Le Pari du « Buy Now, Pay Later » (BNPL)
Parmi les innovations qui portent Vendease, le produit Buy Now, Pay Later (BNPL) se distingue. Dans un secteur où les prêteurs traditionnels hésitent à financer des entreprises alimentaires jugées trop instables, Vendease exploite sa connaissance de la chaîne d’approvisionnement pour proposer des prêts via sa plateforme. Résultat : un taux de défaut inférieur à 1 % sur deux ans et plus de 70 millions de dollars de crédits accordés d’ici septembre 2024. Cette approche, renforcée par l’arrivée de Mohamed Chaudry comme CFO en janvier 2024, a permis d’identifier le BNPL comme un levier de rentabilité. Mais est-ce suffisant pour surmonter les défis financiers actuels ?
« Le BNPL est notre porte d’entrée vers une croissance durable, mais il faut l’accompagner d’une discipline financière stricte. »
– Mohamed Chaudry, CFO de Vendease
Une Course Contre la Montre pour Lever des Fonds
Malgré ces efforts, la trésorerie de l’entreprise reste sous pression. Selon des sources internes, le cash runway pourrait s’épuiser dans quelques mois sans apport extérieur. Pour y remédier, Vendease négocie une nouvelle levée de fonds – un bridge round – auprès d’investisseurs existants et nouveaux. Objectif : financer la croissance technologique plutôt que les dépenses opérationnelles. Parallèlement, des rumeurs de vente ont circulé, notamment vers des acteurs du secteur HORECA ou FMCG. La direction dément toutefois toute intention de céder : « Nous sommes régulièrement approchés pour des fusions-acquisitions, mais nos fondateurs veulent continuer à scaler », affirme un porte-parole.

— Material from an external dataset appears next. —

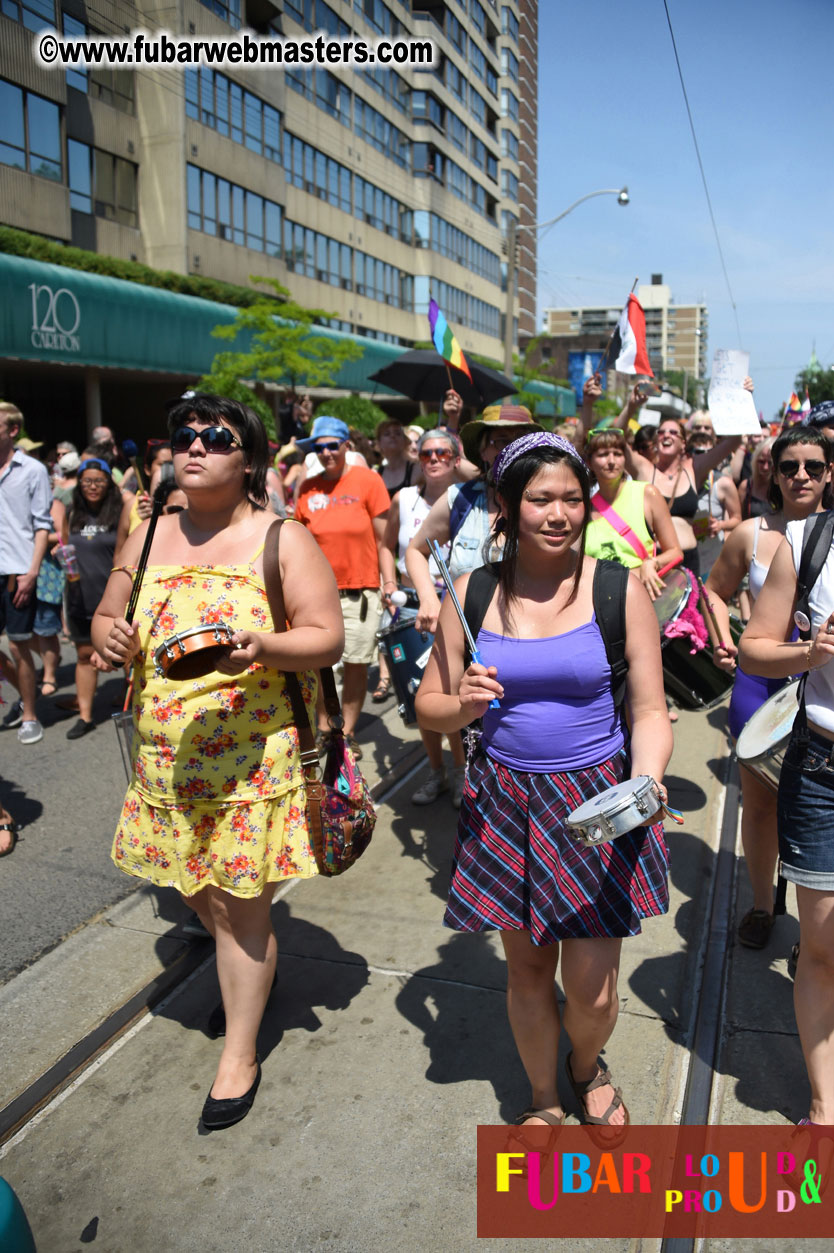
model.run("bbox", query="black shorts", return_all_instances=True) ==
[0,576,37,641]
[66,612,94,644]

Les Leçons d’une Startup en Mutation
L’histoire de Vendease est un cas d’école pour les entrepreneurs et marketeurs. Elle montre comment une startup peut pivoter face à des vents contraires tout en restant fidèle à sa mission initiale. Voici les enseignements clés :
- Adaptabilité : Face à la crise, Vendease a réagi vite en ajustant ses coûts et son modèle.

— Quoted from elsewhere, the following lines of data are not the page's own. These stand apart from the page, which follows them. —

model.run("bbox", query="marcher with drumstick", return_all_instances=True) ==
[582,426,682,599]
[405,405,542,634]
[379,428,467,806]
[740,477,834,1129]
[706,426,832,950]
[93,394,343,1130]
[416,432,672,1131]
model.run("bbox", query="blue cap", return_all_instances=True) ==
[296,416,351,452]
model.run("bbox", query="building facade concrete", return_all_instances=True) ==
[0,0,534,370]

- Technologie : L’IA et le BNPL sont des outils puissants pour scaler sans alourdir les charges.
- Engagement : Lier la rémunération des employés à la performance peut motiver, mais aussi diviser.

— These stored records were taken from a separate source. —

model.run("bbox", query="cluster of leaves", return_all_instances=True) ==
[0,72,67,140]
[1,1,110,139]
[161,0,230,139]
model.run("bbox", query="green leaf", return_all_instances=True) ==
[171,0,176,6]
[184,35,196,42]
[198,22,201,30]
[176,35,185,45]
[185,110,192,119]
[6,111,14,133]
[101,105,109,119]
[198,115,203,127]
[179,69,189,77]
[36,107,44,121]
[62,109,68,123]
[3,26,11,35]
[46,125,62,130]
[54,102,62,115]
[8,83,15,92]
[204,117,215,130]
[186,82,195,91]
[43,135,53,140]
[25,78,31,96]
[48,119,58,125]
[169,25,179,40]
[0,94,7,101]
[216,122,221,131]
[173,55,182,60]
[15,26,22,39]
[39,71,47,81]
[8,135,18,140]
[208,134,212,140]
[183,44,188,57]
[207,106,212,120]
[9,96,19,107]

À l’heure où les startups africaines cherchent leur place sur l’échiquier mondial, Vendease incarne un mélange d’audace et de pragmatisme. Reste à savoir si cette transformation portera ses fruits ou si elle ne sera qu’un sursis dans un marché impitoyable.
Et Après ? L’Avenir de Vendease
En ce 18 mars 2025, Vendease se tient à un carrefour. Entre restructuration interne, pivot technologique et quête de capitaux, l’entreprise joue son va-tout. Si elle parvient à stabiliser ses finances et à capitaliser sur ses innovations, elle pourrait non seulement survivre, mais aussi inspirer d’autres acteurs du continent. Pour les amateurs de business, de tech et d’IA, cette saga est à suivre de près. Une chose est sûre : dans le monde des startups, l’immobilisme n’est pas une option.